Thread: The Shadowend Campaign Setting
Wednesday, 28th May, 2008, 02:10 PM #31
Defender (Lvl 8)
The Near North lies between the Kameurhorns and the Spearwall, and stretches from Dore's eastern border to the Stormhall Peaks in the west. The climate here is notably cooler than in the Hundred Kingdoms and the Woodmarches, and civilization far more isolated.

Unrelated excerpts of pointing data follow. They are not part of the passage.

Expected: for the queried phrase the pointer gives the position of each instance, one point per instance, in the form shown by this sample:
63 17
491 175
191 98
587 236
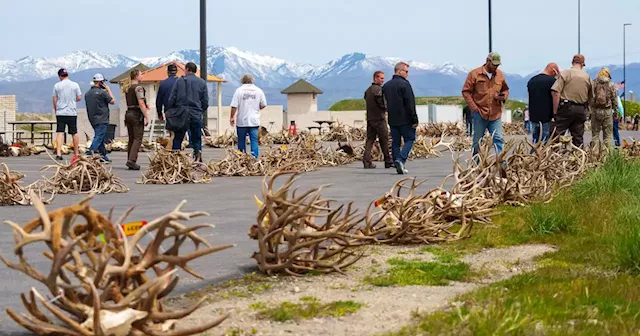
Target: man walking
66 93
402 116
571 96
485 91
98 99
605 99
247 101
541 102
376 124
466 115
164 93
136 117
191 91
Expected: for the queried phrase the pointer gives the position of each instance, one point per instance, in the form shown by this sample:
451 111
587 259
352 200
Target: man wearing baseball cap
571 96
485 91
66 94
98 99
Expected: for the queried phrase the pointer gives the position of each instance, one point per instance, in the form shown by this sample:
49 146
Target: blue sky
528 33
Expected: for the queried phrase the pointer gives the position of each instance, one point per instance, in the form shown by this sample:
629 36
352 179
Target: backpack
601 95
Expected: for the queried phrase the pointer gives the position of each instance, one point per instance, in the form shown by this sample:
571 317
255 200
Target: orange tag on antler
133 227
381 201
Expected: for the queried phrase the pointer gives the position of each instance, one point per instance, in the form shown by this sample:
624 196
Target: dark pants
616 132
404 133
134 120
97 144
195 137
252 132
540 131
572 118
377 129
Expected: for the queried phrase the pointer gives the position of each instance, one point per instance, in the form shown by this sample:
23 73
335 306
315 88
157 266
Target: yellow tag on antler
133 227
381 201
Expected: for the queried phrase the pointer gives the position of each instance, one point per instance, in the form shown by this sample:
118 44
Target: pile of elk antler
11 192
298 232
174 167
513 129
102 281
87 174
414 218
228 139
305 155
437 130
344 133
631 149
237 163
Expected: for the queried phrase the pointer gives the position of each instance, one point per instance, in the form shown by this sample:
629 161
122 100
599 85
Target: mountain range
31 78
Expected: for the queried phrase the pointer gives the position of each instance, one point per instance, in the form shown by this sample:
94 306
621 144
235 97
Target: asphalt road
228 200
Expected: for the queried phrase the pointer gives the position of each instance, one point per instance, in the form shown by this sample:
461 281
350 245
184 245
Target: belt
573 103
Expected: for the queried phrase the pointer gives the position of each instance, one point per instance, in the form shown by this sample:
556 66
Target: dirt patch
384 308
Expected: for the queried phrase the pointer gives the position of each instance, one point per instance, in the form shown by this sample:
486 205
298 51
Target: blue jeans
408 135
253 138
616 132
545 128
97 144
195 137
480 125
469 127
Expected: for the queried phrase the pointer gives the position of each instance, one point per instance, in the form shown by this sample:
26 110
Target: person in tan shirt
571 96
485 91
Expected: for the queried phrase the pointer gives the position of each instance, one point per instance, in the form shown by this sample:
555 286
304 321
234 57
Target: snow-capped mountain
33 68
30 78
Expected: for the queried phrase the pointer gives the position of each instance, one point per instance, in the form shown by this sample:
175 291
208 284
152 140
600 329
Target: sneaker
400 168
133 165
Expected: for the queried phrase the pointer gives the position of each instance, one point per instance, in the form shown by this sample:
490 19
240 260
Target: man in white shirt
65 95
248 100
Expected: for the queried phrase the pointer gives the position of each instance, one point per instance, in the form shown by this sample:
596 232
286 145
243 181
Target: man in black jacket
164 93
403 119
191 91
376 125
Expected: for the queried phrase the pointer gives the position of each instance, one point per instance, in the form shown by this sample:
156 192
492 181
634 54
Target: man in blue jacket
191 91
164 92
402 116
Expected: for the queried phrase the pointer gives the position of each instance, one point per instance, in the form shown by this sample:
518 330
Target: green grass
421 273
358 104
590 286
309 307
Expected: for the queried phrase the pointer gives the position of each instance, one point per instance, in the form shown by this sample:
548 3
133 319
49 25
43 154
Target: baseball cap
495 58
577 58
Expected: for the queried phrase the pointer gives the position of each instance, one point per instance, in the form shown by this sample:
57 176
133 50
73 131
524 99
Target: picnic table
321 122
33 124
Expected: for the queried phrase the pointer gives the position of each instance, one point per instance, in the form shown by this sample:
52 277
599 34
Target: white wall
301 103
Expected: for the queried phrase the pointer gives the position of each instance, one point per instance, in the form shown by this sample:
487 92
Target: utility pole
203 55
490 42
578 26
624 64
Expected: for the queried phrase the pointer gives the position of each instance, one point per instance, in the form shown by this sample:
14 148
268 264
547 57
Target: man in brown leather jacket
376 122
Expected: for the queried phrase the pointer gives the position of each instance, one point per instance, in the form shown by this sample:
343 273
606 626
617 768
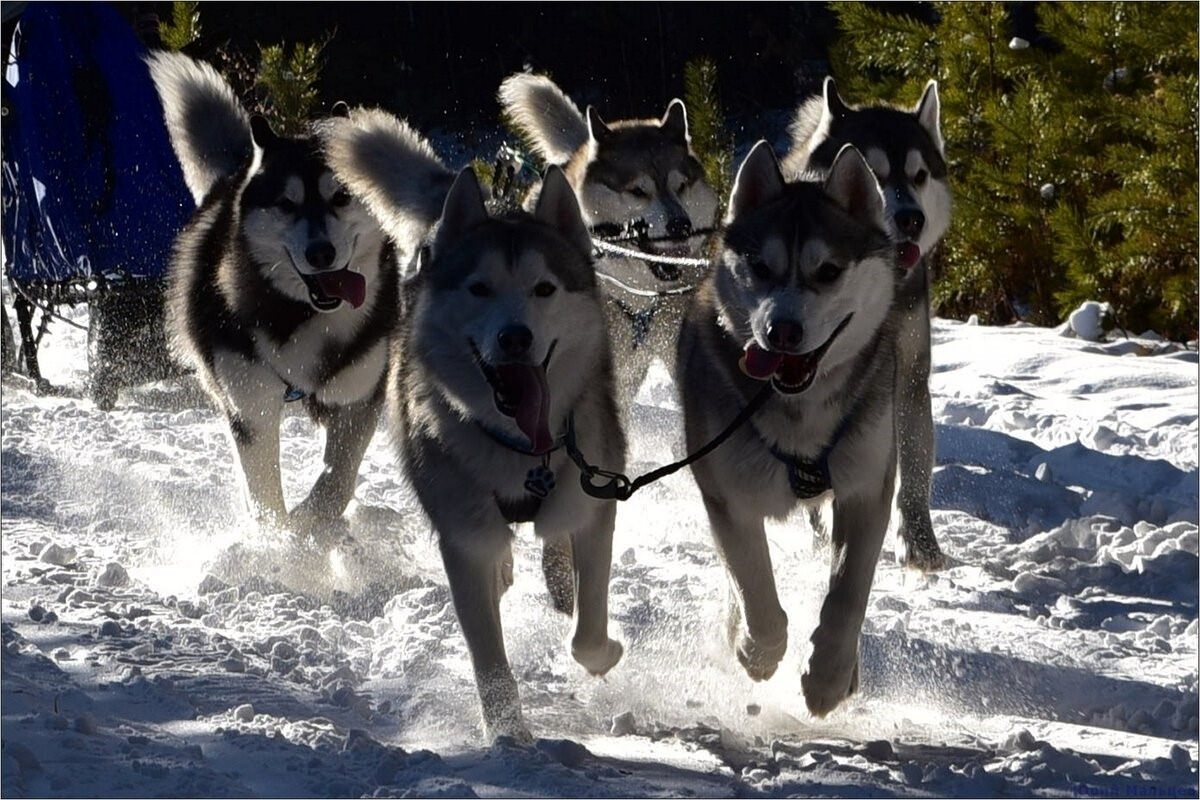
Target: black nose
678 227
785 336
321 254
910 222
515 341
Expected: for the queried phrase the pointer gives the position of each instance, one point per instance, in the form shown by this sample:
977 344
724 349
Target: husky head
645 169
507 318
808 269
904 149
301 226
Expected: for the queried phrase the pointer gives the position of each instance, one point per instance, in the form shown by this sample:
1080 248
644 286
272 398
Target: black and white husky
282 288
905 150
624 172
799 306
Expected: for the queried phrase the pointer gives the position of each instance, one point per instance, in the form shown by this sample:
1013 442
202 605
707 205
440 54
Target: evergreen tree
1072 160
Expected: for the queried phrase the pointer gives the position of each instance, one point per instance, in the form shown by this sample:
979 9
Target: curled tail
544 115
387 163
209 128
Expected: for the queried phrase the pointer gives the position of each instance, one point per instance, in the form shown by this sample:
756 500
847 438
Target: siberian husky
503 349
281 288
906 151
802 296
624 172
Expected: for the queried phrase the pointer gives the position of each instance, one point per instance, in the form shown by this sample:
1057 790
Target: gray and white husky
624 172
905 150
281 288
802 296
503 347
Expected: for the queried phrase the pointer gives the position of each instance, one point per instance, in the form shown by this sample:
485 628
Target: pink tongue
345 284
528 383
909 254
760 364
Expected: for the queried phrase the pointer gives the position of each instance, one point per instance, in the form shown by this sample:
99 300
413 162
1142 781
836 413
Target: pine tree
1073 160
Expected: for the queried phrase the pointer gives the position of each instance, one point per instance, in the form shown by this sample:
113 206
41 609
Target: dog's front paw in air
833 673
598 659
760 656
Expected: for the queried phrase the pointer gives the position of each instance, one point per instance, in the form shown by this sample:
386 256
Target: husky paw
921 549
832 675
761 656
599 660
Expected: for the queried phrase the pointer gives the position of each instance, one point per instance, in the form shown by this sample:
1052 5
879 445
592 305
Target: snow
156 643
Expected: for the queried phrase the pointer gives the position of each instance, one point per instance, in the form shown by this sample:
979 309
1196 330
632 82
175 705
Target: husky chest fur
281 288
503 347
802 299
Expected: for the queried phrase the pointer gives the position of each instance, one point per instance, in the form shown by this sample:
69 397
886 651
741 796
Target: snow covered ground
155 644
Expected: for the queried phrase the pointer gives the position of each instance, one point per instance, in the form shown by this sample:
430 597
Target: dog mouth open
329 289
790 373
521 391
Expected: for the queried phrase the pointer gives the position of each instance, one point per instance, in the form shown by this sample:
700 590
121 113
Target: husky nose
785 336
321 254
910 222
515 341
678 227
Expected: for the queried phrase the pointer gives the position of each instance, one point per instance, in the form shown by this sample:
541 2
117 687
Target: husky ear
559 209
759 181
852 186
597 130
675 121
929 114
463 208
261 131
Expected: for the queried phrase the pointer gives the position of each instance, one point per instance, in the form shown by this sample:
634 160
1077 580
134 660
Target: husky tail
208 126
389 166
544 115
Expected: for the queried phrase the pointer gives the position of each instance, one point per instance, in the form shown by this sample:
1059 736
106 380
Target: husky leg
592 557
253 402
915 433
556 567
743 546
474 576
859 524
348 432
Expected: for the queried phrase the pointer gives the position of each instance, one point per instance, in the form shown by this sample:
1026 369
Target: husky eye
828 272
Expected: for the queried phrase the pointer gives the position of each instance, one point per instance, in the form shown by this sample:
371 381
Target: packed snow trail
156 643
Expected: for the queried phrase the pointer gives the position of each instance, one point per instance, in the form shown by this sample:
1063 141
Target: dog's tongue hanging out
343 284
526 389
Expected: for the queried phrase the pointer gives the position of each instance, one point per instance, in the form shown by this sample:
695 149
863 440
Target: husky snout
515 342
785 336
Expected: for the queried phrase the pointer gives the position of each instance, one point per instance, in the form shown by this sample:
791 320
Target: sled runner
93 196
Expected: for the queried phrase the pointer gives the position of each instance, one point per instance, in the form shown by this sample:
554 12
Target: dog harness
539 480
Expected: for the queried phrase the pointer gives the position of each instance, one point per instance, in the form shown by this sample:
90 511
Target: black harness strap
621 487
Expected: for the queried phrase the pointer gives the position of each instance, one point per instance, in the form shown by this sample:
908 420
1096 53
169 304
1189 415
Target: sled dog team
349 270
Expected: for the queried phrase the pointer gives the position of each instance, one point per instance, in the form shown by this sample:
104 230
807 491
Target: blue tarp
91 186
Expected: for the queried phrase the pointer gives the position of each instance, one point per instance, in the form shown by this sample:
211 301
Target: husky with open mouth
905 150
282 288
801 300
503 349
627 172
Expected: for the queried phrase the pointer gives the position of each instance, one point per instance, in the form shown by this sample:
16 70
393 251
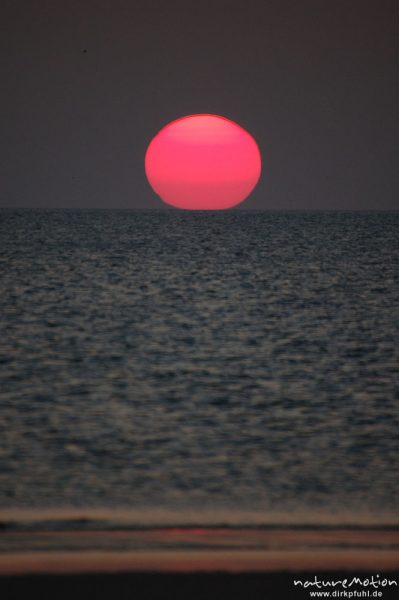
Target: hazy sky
86 85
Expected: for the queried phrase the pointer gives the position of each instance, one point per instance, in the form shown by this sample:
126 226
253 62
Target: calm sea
215 366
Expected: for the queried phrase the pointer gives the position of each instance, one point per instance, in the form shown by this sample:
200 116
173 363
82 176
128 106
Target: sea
205 373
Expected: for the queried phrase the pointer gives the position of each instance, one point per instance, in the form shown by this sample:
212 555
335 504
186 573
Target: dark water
238 361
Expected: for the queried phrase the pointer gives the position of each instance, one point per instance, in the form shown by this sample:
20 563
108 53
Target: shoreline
194 561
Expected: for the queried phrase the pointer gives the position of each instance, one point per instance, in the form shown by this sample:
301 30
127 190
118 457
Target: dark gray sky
86 85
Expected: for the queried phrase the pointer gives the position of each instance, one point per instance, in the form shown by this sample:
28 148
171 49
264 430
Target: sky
87 85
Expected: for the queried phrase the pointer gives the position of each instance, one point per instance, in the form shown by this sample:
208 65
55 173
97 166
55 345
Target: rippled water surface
238 360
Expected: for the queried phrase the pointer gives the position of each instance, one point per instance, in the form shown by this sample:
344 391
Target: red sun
203 162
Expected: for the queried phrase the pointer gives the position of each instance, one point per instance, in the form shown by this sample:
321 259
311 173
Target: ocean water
236 364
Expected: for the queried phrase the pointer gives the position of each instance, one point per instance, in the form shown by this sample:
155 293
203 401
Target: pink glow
203 162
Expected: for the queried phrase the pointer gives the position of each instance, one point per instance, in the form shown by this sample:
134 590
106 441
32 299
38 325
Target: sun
203 162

The people of the Near North fall into three groups: the Dornish, the Haluar tribes, and the Northers. The Doren are most common in Dore, Innergild, and Kaulderzhun. There are two principal Haluar tribes in the Near North; the Keldruag of Keldru and the Middurplanz, and the Vorisk of the Voriskoghn Penninsula. While the Keldru remain relatively pure, the Vorisk have mingled with and taken on many of the characteristics of the Vanar Northers. The Vandin and their cousins, the Aesdin, came from the North centuries ago, with the fall of Honduar. The Aesdin allied with the dwarves of Arthringlaur and founded Kameurgard and numerous smaller settlements along the seacoast, while the Vandin went west and were assimilated into the Vorisk clans.
Features of the Near North
Bailetais - Rainfall on the Talven Alasen drains down through the plateau and emerges here; as a result the Bailetais is laden with monsters - and treasure.
Driathorn Forest - A thick, wild woodland between Dore and the Spearwall Mountains.
Farzwold - The Frozen Forest; a small forest between the Kameurhorns and the Stormhalls.
Gonenfall Forest - The largest forest in the Near North, the Gonenfall is untouched and largely unexplored.
Kameurhorns - A vast, towering mountain range that marks the northern edge of the Shadowend region. Beyond it lies the High Ice.
Middurplanz - Blood-soaked plains, the location of thousands of battles over the centuries between humanoid hordes from the Kameurhorns and the armies of Dore. Small mercenary hobgoblin troops hold minor fortifications, while scavenger gnolls inhabit the ruins.
Nuatuverg - A small island off the Voriskoghn coast; rumored to be the resting place of an imprisoned Envidier power.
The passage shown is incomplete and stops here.